Moore's law is the observation that the number of transistors in a dense integrated circuit (IC) doubles about every two years. Moore's law is an observation and projection of a historical trend. Rather than a law of physics, it is an empirical relationship linked to gains from experience in production.
The observation is named after Gordon Moore, the co-founder of Fairchild Semiconductor and Intel (and former CEO of the latter), who in 1965 posited a doubling every year in the number of components per integrated circuit, and projected this rate of growth would continue for at least another decade. In 1975, looking forward to the next decade, he revised the forecast to doubling every two years, a compound annual growth rate (CAGR) of 41%. While Moore did not use empirical evidence in forecasting that the historical trend would continue, his prediction held since 1975 and has since become known as a "law".
Moore's prediction has been used in the semiconductor industry to guide long-term planning and to set targets for research and development, thus functioning to some extent as a self-fulfilling prophecy.

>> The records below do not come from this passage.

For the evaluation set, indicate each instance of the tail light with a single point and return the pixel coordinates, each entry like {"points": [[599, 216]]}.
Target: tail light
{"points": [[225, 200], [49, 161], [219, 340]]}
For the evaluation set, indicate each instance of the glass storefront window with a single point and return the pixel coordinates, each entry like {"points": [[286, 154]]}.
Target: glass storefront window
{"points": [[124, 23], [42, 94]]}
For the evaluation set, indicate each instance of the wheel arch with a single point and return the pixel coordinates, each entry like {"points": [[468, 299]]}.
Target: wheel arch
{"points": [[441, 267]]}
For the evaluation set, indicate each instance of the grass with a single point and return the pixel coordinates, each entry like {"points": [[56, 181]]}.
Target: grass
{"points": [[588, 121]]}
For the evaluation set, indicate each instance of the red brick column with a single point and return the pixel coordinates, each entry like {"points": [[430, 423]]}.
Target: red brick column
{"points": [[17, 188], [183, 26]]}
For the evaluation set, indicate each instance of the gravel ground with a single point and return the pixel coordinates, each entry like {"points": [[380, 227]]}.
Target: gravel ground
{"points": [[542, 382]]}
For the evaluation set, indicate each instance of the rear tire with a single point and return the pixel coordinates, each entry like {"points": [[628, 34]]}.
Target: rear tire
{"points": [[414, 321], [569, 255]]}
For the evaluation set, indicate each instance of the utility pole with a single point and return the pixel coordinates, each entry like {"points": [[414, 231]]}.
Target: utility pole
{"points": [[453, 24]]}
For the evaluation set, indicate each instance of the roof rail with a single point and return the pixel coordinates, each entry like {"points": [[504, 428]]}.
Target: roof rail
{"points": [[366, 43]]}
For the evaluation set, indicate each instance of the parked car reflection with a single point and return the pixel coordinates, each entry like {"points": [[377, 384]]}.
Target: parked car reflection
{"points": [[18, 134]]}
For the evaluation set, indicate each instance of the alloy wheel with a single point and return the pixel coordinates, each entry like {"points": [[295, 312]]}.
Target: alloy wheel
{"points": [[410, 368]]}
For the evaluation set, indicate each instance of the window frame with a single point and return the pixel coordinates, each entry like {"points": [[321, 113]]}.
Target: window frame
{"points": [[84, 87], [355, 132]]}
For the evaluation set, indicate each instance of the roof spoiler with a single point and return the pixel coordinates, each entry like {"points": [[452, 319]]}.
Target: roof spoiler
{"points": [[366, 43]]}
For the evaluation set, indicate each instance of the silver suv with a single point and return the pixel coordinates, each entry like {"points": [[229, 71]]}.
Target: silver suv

Advancements in digital electronics, such as the reduction in quality-adjusted microprocessor prices, the increase in memory capacity (RAM and flash), the improvement of sensors, and even the number and size of pixels in digital cameras, are strongly linked to Moore's law. These step changes in digital electronics have been a driving force of technological and social change, productivity, and economic growth.
Industry experts have not reached a consensus on exactly when Moore's law will cease to apply. Microprocessor architects report that semiconductor advancement has slowed industry-wide since around 2010, below the pace predicted by Moore's law. However, as of 2018[update], leading semiconductor manufacturers have developed IC fabrication processes in mass production which are claimed to keep pace with Moore's law.